Harvard University has been accused of holding onto thousands of Native American remains, despite a federal law mandating their return.

According to a leaked report obtained by student newspaper The Harvard Crimson, an internal probe into the institution’s Peabody Museum collections had uncovered almost 7,000 Native American remains.

The report states that the Peabody Museum holds onto these remains despite a more-than 30-year-old federal law that requires institutions that accept federal funds to return Native American remains and cultural objects to their descendants or tribes.

A steering committee was created after a review of the Peabody Museum of Ethnology and Archaeology found the museum housed the human remains of at least 15 individuals of African descent who were likely alive when slavery was legal in the United States.

“Our collection of these particular human remains is a striking representation of structural and institutional racism and its long half-life.”

–Harvard University draft report

University president Lawrence S. Bacow apologized “for Harvard’s role in collection practices that placed the academic enterprise above respect for the dead and human decency”.

Bacow charged the steering committee with comprehensively surveying all human remains in Harvard’s museum collections, developing a new school-wide policy on the stewardship of the remains, and creating processes to address memorials and possible returns.

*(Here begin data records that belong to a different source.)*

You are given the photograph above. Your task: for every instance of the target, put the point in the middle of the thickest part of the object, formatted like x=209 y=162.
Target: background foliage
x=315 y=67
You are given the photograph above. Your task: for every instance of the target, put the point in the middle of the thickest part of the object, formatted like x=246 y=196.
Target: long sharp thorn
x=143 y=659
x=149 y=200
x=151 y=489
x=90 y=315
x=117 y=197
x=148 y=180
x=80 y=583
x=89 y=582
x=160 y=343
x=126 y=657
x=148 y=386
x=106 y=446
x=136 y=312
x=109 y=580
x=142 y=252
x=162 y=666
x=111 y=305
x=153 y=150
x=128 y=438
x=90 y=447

 According to the draft report: “Our collection of these particular human remains is a striking representation of structural and institutional racism and its long half-life.”

 Speaking to the Crimson, Harvard professor Evelyn M. Hammonds, who headed the committee behind the report, said “it is deeply frustrating” that the newspaper published the document. She noted that it was unfinalized, and dated 19 April, two months before the newspaper’s report.

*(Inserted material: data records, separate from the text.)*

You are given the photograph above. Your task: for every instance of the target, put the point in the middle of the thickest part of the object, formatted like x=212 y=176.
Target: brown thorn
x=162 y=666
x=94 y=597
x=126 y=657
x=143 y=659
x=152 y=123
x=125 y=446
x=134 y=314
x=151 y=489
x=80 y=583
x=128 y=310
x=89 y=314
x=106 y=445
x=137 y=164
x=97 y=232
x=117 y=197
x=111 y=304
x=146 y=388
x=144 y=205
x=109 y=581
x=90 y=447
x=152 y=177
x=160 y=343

She wrote: “Releasing this draft is irresponsible reporting and robs the Committee of finalising its report and associated actions, and puts in jeopardy the thoughtful engagement of the Harvard community in its release.”

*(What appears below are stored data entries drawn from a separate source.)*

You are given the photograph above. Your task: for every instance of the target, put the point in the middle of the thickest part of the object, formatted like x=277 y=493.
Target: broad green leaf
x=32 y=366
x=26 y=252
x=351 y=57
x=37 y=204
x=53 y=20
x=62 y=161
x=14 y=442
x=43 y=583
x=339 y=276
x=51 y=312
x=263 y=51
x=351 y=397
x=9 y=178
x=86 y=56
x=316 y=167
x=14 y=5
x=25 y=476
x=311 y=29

More than 3,000 of 10,000 human remains held by Harvard have been repatriated since the introduction of Native American Graves Protection and Repatriation Act in 1990.

The remains also include at least 19 people who were likely enslaved.

The report found that Harvard’s faculty, staff and leaders enslaved more than 70 Black and Native American people from the school’s founding in 1636 to 1783. It cautions that the figure is “almost certainly an undercount”.

The draft report says: “They were obtained under the violent and inhumane regimes of slavery and colonialism; they represent the University’s engagement and complicity in these categorically immoral systems. Moreover, we know that skeletal remains were utilized to promote spurious and racist ideas of difference to confirm existing social hierarchies and structures.”

In her statement, Hammond said the committee apologizes to “those parties who will be negatively impacted by the draft’s premature release” and said a final report will be released to the public “once the Committee is ready”, according to the Crimson.